New Page 1

"Township papers" - Taken From Micro-Film from Ontario Archives 

These are the various pieces of paper and include --- in addition to other forms:

1 - Petitions to purchase land

2 - Patents granted by order-in-council

3 - Location tickets and certificates

4 - Confirmation that settlement duties have been performed.

5 - Militia grants

6 - Crown Land Sales

7 - Surveys and surveyor- general's reports

8 - Affidavits in support of petitions

9 - Affidavits re: death of petitioner or original grantee.

10 - Copies of receipts

11 - Power of Attorney

12 - Family correspondence

All entries are for the Township specified unless stated otherwise

Dates are those on one of the papers. (NOT the dates for all correspondence on the matter) The document #'s I have given for a particular name may not be the only one for correspondence on this lot ---- All correspondence for the lot in question should be consulted!

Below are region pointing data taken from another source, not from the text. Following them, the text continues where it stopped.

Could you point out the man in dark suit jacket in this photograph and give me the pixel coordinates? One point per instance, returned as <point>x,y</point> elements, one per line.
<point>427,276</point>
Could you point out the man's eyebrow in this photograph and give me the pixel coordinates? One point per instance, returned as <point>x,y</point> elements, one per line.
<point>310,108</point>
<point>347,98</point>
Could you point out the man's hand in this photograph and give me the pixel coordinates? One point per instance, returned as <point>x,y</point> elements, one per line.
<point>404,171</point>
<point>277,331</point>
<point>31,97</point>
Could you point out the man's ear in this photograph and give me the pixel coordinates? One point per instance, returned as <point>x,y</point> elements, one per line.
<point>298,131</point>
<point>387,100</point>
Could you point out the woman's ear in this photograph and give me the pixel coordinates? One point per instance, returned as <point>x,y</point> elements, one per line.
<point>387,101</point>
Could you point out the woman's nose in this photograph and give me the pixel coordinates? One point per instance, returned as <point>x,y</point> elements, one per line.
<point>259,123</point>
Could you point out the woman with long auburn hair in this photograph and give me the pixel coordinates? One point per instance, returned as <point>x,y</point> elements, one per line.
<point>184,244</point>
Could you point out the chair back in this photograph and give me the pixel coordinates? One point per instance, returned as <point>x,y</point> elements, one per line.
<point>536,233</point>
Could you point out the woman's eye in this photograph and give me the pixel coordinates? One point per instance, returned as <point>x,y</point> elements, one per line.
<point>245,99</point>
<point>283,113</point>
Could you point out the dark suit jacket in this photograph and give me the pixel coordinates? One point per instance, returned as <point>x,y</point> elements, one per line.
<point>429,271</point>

Many of these papers predate available census information.

Information re: length of time on lot; relationship with other parties, occupations, new residences of parties, dates of death, immigration or original claim appears on some of these documents. The grants usually name the former regiment of the settler. Some entries are a wealth of information. There are frequent disputes and many documents describe relationships between neighbours. Petitions for a lot might be received from two persons only days or weeks apart. Many documents are enclosures of cash installments as payment for the lot in question and several files include accumulated receipts of payments made over many years--with the addition and subtraction necessary to compute transactions. Included in these files are many letters from officials acknowledging receipt of these monies. Surveyor's documents often describe the land in detail.

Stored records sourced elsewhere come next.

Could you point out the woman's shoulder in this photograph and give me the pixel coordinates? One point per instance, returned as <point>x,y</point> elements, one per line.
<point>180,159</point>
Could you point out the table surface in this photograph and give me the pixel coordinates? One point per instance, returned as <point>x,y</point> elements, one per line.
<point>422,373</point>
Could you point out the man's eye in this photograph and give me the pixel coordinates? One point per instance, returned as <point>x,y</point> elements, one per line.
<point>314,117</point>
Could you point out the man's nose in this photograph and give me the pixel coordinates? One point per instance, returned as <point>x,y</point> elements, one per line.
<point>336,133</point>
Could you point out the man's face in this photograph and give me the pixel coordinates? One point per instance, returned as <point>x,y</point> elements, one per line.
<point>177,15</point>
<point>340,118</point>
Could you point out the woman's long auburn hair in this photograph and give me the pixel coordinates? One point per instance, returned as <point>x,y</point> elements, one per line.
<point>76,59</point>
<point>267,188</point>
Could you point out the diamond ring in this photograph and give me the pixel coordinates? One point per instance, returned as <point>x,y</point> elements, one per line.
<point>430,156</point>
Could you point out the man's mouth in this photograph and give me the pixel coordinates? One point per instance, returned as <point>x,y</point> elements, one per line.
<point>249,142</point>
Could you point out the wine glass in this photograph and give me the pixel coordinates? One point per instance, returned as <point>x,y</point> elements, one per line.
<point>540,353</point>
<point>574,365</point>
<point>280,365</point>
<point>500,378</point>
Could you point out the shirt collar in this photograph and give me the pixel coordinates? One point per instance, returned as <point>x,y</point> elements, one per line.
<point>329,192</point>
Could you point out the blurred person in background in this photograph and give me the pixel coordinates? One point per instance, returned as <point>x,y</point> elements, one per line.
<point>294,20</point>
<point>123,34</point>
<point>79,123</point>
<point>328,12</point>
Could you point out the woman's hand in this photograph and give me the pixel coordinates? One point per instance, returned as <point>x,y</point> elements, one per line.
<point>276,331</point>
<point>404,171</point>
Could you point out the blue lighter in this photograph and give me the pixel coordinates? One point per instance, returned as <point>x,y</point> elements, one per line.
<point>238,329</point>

Because a name is on the list --- this does not mean that the person actually ever settled on the lot in question (or any other lot in the township) but there is a document recording that person's name associated with the lot. Some names are just as witnesses to a signature or are officials - even in Toronto, Quebec or Kingston --but in many documents there is a signature (or mark) of the person mentioned and often a petition written in one's ancestor's own hand.

Lots are in order as they appear on the film. If the lot does not have a description- there was none.

An entry marked "SEE" or "AND" is what appears on the cover sheet for that particular lot. I have no further information. Occasionally another lot is mentioned in the body of a document, if I noted it I have entered this information.

Mea Culpa: There will inevitably be errors -- the films were ordered from Ontario Archives, read at a library, data entered to a notebook, notes then transcribed at home. Time was critical and I was able only to briefly scan the documents. In several instances, I forgot to enter a date for a document. The film has been returned and I cannot recover this information. I have checked the information I did record with what I have transcribed. I kept no additional information except on my own ancestors.

These films may be ordered from the Archives of Ontario on interlibrary loan.